The Court first applied this approach in the Ryanair case. Ryanair claimed the full deduction of the VAT incurred on costs in relation to the aborted acquisition of shares in Aer Lingus arguing that it had the intention to provide taxable management services to Aer Lingus should the acquisition succeed. The Court found that sufficient evidence supported the intention of Ryanair and accepted that the exclusive reason of the intended acquisition of shares lie in its economic activity entitling to a VAT deduction and therefore the VAT incurred could be deductible.
The Court also applied this approach in the C&D Foods case. C&D Foods is an active holding company providing management services to subsidiaries and has engaged costs subject to VAT (advisor and auditor fees) to find acquirers for shares it held in other companies. The Court ruled that C&D Foods could not deduct the VAT incurred because the exclusive reason of the sale does not lie in the economic activity of the company, providing management services, but that the objective was to use the proceeds of the sale to settle the debts owed to the owner of C&D Foods.
It is worth examining what might be the consequences of the concept of “exclusive reason”.
As mentioned above, the jurisprudence of the Court is to refuse the deduction of the VAT on costs linked to the sale of shares because these sales, even if part of the economic activity, are VAT exempt. However, sale of shares can open the right to recover VAT when the buyer is established outside the European Union. When the Court requires that the exclusive reason of the sale should lie in the economic activity of the holding company, it adds a further requirement: the sales should not only be made to the profit of a non-EU purchaser but should meet this test. In this case, the exclusive reason concept may make the deduction of the VAT more difficult. However, in other situations, it might help. For example, the Court refused in the past the argument of taxpayers that the proceeds of the sale of shares will be used for its taxable activities. Based on the concept of exclusive reason, it appears that the decision could now be different.

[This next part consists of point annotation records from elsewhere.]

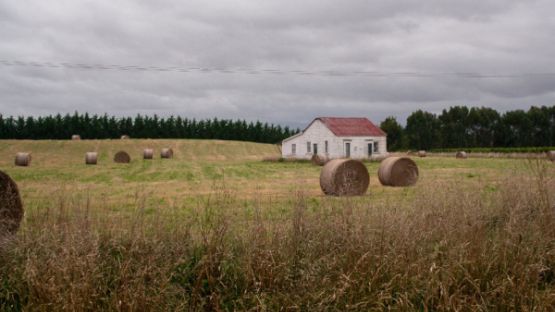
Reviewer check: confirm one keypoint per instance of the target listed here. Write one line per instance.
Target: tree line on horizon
(456, 127)
(58, 127)
(463, 127)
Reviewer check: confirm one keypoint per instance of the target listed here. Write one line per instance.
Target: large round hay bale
(398, 171)
(148, 153)
(22, 159)
(319, 160)
(122, 157)
(91, 158)
(344, 177)
(461, 155)
(166, 153)
(11, 208)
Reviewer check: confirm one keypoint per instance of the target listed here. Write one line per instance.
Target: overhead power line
(270, 71)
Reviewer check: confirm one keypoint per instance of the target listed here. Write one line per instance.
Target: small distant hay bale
(319, 160)
(273, 159)
(166, 153)
(398, 171)
(461, 155)
(344, 177)
(11, 208)
(148, 153)
(91, 158)
(122, 157)
(22, 159)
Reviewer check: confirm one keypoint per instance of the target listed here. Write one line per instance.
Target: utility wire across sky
(262, 71)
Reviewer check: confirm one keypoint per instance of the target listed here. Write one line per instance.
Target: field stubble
(471, 235)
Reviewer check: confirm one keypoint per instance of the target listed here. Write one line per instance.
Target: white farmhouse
(334, 137)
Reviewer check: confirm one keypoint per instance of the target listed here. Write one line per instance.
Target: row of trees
(459, 127)
(105, 127)
(456, 127)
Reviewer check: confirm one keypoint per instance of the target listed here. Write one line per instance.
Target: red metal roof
(351, 126)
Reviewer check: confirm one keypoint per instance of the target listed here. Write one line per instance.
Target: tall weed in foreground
(450, 246)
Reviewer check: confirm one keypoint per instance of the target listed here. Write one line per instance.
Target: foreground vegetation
(217, 229)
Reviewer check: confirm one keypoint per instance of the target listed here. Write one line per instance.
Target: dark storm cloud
(492, 37)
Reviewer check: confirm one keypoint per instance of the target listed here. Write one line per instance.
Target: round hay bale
(319, 160)
(398, 171)
(11, 208)
(91, 158)
(344, 177)
(166, 153)
(22, 159)
(122, 157)
(461, 155)
(148, 153)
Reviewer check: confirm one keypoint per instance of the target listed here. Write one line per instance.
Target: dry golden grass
(247, 235)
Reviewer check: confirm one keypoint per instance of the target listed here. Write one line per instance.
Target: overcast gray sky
(489, 37)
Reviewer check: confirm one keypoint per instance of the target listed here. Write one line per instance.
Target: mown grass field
(216, 228)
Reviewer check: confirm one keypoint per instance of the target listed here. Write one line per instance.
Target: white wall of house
(317, 133)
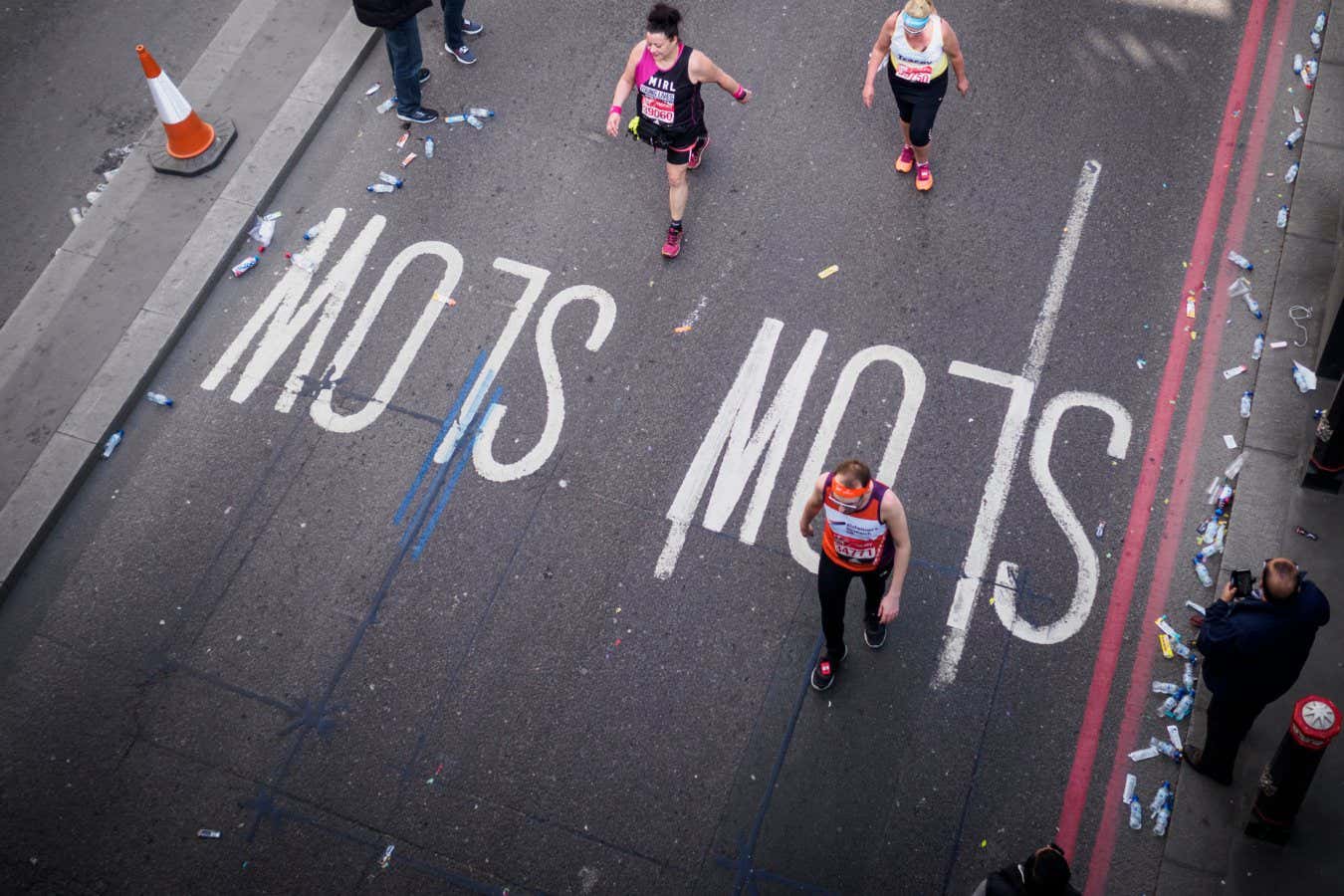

We may further push the concept. We could think of a situation where a company is holding shares in a “passive” manner and which could not deduct VAT. If this company sells these shares and if the exclusive reason is to acquire shares of companies as an “active” holding company or to acquire a building and rent it with VAT to the subsidiaries, it seems possible further to these considerations to defend that the VAT in relation to the sale of shares would be deductible. This would be a substantial evolution.
Regarding acquisition costs, the concept of exclusive reason might lead to a restriction of the deduction by an active holding should the exclusive reason of the acquisition not be to render management services but, for example, to combine such acquisitions with companies already owned and to sell them.
In conclusion, it could be said that the recognition in the Ryanair case of the possibility to recover VAT on an aborted deal is certainly good news. Moreover, the concept of “exclusive reason” could open new possibilities to recover VAT on costs but might be delicate to interpret and apply in practice. More than ever, a careful analysis of any transaction including its global economic context is necessary for all taxpayers.
 The LPEA newsletter contains a more comprehensive article on these decisions.
 See e.a. Marle Participations SARL, C-320/17, 5 July 2018 and quoted jurisprudence.
 C&D Foods, C-502/17, 7 November 2018.
 AB SKF, 29 October 2009, C-29/08 and BLP, 6 April 1995 C-4/94.